The Oscar nominations got all the attention, but Tuesday was a busy day for literary honors as well. Yale University awarded the $165,000 Bollingen Prize in American Poetry to Charles Bernstein, while the Mystery Writers of America announced their nominees for the annual Edgar Allan Poe Awards and the National Book Critics Circle named the finalists for their prestigious NBCC Awards.
The Bollingen Prize, administered through the Beinecke Rare Book and Manuscript Library at Yale, is awarded every two years to recognize a recent book or a lifetime body of work. In choosing Bernstein as the 51st winner, this year’s judges — Ange Mlinko, Claudia Rankine and Evie Shockley — said that throughout his career Bernstein “has shaped and questioned, defined and dismantled ideas and assumptions in order to reveal poetry’s widest and most profound capabilities.”
They singled out his most recent book, “Near/Miss,” published in October by the University of Chicago Press, for particular praise.
“I am overwhelmed at being in the company of my fellow Bollingen winners,” Bernstein said in a statement. “How great that ‘Near/Miss’ has been so warmly welcomed into the world.”
Finalists for the National Book Critics Circle Awards include 31 books across six categories: autobiography, biography, criticism, fiction, nonfiction and poetry. Notably, poet Terrance Hayes was nominated in two different categories for two different books. His collection “American Sonnets for My Past and Future Assassin” is a poetry finalist, and his book “To Float in the Space Between: A Life and Work in Conversation With the Life and Work of Etheridge Knight” is a finalist for criticism.

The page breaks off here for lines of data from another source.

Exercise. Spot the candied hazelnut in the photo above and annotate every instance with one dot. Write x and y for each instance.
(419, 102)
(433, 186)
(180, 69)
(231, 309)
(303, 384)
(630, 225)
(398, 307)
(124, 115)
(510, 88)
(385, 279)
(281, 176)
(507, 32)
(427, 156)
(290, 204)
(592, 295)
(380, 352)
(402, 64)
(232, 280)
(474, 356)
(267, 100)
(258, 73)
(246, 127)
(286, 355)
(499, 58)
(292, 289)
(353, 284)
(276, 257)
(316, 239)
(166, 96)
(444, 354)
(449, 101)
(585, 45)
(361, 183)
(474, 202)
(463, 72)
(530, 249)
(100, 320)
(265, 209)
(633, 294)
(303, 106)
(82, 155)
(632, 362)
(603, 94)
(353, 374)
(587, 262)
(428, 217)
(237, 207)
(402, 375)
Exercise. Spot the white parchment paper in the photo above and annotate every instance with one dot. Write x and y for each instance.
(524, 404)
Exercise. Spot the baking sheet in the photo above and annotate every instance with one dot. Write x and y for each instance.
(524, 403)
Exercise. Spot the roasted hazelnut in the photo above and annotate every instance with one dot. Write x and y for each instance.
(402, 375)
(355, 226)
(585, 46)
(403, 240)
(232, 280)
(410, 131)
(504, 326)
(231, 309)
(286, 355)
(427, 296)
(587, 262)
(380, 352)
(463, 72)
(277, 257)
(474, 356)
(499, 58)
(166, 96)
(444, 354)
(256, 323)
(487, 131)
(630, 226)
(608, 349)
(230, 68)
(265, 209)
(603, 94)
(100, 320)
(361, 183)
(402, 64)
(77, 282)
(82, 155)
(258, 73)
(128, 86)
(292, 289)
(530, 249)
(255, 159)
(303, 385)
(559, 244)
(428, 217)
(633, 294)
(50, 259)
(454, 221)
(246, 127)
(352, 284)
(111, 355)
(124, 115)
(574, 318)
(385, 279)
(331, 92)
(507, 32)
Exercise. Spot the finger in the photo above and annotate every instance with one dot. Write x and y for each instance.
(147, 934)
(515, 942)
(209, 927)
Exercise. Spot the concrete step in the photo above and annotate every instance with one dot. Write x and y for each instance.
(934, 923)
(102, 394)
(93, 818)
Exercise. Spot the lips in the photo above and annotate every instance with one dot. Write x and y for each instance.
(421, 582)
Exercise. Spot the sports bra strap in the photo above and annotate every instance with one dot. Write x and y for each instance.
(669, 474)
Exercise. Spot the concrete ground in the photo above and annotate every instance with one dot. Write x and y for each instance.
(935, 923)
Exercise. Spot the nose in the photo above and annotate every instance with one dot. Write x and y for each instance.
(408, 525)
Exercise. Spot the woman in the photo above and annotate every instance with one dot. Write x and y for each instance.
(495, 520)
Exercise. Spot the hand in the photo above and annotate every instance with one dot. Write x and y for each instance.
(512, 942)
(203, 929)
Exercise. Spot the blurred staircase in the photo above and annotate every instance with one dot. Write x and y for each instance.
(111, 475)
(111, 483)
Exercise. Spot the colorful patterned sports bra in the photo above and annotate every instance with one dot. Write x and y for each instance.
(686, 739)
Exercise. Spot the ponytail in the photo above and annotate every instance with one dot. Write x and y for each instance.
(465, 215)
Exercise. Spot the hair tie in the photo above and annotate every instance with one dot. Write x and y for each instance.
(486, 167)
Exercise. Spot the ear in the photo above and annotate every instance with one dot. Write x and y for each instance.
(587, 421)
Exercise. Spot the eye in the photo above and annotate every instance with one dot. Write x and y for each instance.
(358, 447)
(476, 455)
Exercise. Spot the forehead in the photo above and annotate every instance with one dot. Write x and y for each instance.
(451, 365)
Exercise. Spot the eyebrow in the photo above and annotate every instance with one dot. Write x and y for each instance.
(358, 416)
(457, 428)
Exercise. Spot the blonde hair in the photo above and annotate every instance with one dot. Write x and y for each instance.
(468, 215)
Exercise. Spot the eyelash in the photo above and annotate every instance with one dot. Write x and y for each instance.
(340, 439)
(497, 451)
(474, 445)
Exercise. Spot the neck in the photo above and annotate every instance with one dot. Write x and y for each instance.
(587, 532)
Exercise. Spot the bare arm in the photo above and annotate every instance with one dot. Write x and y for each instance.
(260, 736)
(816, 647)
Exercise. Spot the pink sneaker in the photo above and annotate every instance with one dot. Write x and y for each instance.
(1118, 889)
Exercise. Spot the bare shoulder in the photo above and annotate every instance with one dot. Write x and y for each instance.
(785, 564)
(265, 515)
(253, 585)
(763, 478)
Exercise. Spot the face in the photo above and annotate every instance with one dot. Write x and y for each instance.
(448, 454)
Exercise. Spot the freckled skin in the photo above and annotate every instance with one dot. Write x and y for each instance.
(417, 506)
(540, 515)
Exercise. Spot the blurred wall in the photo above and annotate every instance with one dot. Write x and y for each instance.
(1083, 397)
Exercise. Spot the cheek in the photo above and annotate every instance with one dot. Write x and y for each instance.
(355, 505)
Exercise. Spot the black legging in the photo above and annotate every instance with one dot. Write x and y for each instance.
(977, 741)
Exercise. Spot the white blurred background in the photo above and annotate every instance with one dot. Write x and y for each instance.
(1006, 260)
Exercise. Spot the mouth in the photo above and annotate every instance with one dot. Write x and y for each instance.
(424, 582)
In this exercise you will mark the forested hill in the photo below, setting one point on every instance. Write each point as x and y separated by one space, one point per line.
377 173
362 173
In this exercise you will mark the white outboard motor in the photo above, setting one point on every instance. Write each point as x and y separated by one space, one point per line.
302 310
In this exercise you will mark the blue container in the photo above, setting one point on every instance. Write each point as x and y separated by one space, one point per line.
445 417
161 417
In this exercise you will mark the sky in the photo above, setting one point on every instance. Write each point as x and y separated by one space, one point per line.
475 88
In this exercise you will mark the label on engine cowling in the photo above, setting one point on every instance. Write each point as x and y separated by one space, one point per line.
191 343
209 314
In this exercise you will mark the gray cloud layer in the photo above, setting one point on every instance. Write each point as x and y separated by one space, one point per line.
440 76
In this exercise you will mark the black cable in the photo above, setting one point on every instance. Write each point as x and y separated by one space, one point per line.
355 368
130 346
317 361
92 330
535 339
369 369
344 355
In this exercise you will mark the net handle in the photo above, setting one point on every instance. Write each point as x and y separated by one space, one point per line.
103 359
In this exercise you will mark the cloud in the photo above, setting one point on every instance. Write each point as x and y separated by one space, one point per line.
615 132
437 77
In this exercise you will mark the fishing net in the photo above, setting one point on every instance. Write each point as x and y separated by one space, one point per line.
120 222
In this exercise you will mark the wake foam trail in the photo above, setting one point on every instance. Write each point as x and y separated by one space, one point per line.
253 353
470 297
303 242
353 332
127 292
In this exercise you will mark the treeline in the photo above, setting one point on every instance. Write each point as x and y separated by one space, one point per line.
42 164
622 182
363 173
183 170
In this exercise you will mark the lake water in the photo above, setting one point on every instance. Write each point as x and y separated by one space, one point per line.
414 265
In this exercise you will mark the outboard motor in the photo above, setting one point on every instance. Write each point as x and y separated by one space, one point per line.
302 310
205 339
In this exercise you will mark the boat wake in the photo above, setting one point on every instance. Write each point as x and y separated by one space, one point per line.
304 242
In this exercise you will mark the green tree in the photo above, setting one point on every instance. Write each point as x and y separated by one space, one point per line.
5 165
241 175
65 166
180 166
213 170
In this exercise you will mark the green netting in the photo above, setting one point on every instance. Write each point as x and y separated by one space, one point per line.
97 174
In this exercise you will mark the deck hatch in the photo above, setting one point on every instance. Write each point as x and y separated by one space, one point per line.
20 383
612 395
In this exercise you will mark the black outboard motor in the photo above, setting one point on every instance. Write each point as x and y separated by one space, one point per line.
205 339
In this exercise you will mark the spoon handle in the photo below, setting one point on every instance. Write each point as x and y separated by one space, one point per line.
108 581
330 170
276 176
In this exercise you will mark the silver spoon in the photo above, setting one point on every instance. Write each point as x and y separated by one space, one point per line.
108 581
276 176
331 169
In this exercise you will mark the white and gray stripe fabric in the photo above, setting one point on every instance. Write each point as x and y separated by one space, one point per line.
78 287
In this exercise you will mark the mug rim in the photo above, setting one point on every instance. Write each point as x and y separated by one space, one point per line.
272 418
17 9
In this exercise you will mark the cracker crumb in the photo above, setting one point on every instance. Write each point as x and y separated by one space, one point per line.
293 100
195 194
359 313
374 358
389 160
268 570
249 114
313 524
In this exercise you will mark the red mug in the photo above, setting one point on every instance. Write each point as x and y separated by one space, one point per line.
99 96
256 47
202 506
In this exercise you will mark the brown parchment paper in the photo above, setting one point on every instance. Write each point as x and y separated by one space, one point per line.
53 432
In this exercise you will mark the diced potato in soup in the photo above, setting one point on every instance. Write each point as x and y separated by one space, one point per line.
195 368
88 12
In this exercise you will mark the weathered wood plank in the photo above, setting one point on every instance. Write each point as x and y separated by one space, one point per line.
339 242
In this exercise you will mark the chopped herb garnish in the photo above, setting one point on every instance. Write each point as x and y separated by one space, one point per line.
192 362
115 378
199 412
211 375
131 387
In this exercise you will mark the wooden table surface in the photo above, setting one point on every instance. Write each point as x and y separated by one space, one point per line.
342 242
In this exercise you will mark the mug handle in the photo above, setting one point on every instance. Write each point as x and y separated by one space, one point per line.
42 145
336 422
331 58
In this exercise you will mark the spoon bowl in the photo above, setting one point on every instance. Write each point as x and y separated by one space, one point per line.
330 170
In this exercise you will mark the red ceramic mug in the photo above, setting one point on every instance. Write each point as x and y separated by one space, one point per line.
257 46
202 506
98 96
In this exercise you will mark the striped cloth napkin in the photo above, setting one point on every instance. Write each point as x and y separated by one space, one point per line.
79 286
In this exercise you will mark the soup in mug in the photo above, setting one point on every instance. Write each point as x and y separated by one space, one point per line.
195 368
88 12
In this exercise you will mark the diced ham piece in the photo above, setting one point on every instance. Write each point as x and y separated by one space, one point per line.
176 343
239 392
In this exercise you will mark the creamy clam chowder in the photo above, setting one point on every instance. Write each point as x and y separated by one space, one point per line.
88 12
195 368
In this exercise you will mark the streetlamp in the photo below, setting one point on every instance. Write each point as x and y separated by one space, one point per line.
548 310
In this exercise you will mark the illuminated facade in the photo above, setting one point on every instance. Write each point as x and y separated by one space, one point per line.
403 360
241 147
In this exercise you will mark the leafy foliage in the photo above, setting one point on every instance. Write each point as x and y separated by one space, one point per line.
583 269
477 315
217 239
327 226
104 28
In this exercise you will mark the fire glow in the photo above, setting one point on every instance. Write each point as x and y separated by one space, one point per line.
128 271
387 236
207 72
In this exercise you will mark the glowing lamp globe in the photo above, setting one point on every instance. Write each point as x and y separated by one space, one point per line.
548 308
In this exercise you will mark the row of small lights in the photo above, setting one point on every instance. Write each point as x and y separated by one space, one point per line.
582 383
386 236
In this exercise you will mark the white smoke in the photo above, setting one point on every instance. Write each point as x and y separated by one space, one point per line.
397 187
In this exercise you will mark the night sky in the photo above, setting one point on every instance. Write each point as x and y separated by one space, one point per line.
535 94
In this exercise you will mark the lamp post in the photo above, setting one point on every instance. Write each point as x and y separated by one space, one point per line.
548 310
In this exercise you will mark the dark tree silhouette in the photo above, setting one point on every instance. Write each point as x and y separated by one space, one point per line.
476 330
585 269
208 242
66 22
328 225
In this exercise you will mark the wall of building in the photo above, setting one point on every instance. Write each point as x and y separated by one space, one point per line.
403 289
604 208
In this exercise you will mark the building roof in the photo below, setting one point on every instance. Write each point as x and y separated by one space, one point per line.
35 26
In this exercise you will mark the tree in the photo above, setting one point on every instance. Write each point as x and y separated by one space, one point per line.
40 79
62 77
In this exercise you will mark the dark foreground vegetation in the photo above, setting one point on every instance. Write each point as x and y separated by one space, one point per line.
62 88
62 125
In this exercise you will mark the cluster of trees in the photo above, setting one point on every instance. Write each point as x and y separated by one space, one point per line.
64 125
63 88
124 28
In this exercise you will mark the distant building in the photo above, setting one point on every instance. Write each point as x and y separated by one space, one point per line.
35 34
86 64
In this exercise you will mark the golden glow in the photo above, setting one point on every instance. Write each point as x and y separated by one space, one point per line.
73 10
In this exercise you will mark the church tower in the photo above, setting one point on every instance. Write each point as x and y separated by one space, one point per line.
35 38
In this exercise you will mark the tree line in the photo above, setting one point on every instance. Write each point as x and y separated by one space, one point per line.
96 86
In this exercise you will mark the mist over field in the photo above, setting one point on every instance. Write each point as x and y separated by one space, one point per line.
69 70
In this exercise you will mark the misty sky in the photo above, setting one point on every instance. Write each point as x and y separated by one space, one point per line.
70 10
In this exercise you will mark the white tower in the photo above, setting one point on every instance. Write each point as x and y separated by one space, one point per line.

The 24 directors of the National Book Critics Circle typically name five finalists per category, but they cited an especially strong year for autobiography in naming six to that category this year. Those nominees include a graphic memoir (Nora Krug’s “Belonging: A German Reckons With History and Home”) and Tara Westover’s “Educated,” which The New York Times Book Review selected as one of its 10 Best Books of 2018.
The organization’s lifetime achievement award will go to independent publisher Arte Público Press, which specializes in Hispanic literature. The John Leonard Prize, for the best first book in any genre, will be awarded to Tommy Orange for his debut novel, “There There” (also one of the Book Review’s 10 Best Books), which centers on a Native American gathering in Oakland, California. NPR book critic Maureen Corrigan will receive a citation for excellence in reviewing.
The awards will be presented March 14 at the New School in New York City.
The Mystery Writers of America will present the Edgar Awards on April 25 at the Grand Hyatt Hotel in New York City. Prizes are awarded in 11 categories covering crime fiction, nonfiction and television. Finalists for best novel include Walter Mosley’s “Down the River Unto the Sea” and Lawrence Osborne’s “Only to Sleep,” while Delia Owens is a finalist in the first novel category for “Where the Crawdads Sing” and Leila Slimani was nominated in the paperback category for another of the Book Review’s 10 Best, “The Perfect Nanny.”